Obviously, std::any is not a template class itself, but it can throw exceptions when casting it to a different static type even if RTTI(run-time type info) is disabled. The secret of this type-safety is a mapping from type to an integer.

On line 162 of any.h, a type-unique template struct is defined as:

1
2
3
4
5
6
7
8
9
10
template <class _Tp>
struct __unique_typeinfo {
static constexpr int __id = 0;
};

// get type id if rtti is disabled
template <class _Tp>
inline constexpr const void* __get_fallback_typeid() {
return &__unique_typeinfo<remove_cv_t<remove_reference_t<_Tp>>>::__id;
}

The static member __id of __unique_typeinfo is always equal to 0 but is a unique instance corresponding to type __Tp due to template specialization. Based on this, std::any gets the address of __id as a fallback type id if RTTI is disabled (compiling with flag -fno-rtti).

Best Practices

In conclusion, the best practices of std::any include:

  • To avoid unnecessary copying, use std::make_any or std::in_place_type to construct.
  • Pass std::any by reference if possible.
  • Use pointer version std::any_cast<T>(&a) to avoid copying large objects.
  • Let custom objects conform to the rule of three/five/zero if managed by std::any.

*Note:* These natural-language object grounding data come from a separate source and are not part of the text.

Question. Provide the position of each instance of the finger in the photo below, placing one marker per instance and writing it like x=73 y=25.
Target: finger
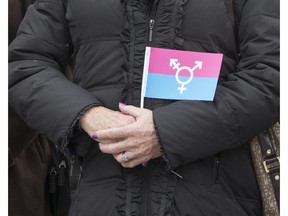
x=123 y=157
x=113 y=133
x=129 y=110
x=113 y=148
x=131 y=163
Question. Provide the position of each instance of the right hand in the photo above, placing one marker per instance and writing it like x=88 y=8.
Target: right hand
x=100 y=118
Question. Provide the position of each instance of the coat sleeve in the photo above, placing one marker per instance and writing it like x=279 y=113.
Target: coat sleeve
x=38 y=89
x=244 y=104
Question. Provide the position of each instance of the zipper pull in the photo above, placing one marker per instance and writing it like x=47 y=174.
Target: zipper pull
x=61 y=175
x=151 y=26
x=52 y=180
x=172 y=171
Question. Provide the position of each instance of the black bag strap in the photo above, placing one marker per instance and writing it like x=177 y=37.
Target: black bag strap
x=270 y=159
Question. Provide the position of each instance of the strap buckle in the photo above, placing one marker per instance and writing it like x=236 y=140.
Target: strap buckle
x=272 y=164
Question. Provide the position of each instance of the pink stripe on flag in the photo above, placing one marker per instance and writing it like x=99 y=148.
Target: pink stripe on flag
x=160 y=62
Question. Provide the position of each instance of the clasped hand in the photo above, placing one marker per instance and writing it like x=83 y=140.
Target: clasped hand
x=130 y=132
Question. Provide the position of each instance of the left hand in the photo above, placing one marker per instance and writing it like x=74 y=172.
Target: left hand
x=138 y=140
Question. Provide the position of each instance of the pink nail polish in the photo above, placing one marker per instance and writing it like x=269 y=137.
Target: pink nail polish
x=122 y=104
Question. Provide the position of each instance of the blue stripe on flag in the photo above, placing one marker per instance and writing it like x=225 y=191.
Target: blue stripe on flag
x=166 y=87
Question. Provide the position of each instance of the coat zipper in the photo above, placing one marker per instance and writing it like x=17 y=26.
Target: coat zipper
x=217 y=167
x=152 y=21
x=151 y=26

Formatting of std::any in LLDB

Both belonging to Project LLVM, LLDB does not provide a formatted display of std::any of libcxx (while GDB does with libstdc++). Printing std::any in LLDB CLI will get:

1
2
3
4
5
6
7
8
9
10
11
12
13
14
15
16
(lldb) n
Process 76235 stopped
* thread #1, queue = 'com.apple.main-thread', stop reason = step over
frame #0: 0x0000000100003a3c Play`main at main.cpp:17:5
14 int main() {
15 std::any a = 1;
-> 16 return 0;
17 }
(lldb) fr v a
(std::any) $0 = {
__h = 0x0000000100003d2c (Play`std::__1::__any_imp::_SmallHandler<int>::__handle(std::__1::__any_imp::_Action, std::__1::any const*, std::__1::any*, std::type_info const*, void const*) at any:350)
__s = {
__ptr = 0x0000000000000001
__buf = (__lx = "\U00000001\0\0\0\0\0\0\0\U00000001\0\xc1\x89FͽV\0:\0\0\U00000001")
}
}

It takes seconds to understand “a” is an int (from _SmallHandler’s type) and its value is 0x1 (from first 4 bytes of __buf). I write a Python script as a plugin based on LLDB API to print it more intuitively.

Implementation of plugin

There are 2 functions inside this script. __lldb_init_module is the entry of this plugin. handle_std_any is the processing handle used by LLDB.

A tricky skill is catching the type name inside _SmallHandler using regex. After knowing that, we can find the object representing this type in python and then forcibly convert the pointer of buffer to it. This script should work for integers, floats, and std::string, but not very robust now. I will continually polish it.

The same type-catching trick can also be employed in c++ source code. __PRETTY_FUNCTION__ macro carries type name of a template function, so you can do some static reflections with it. A famous example is Magic Enum.

Another noticeable thing is that public classes of libcxx need special treatment because they have an inline namespace __1.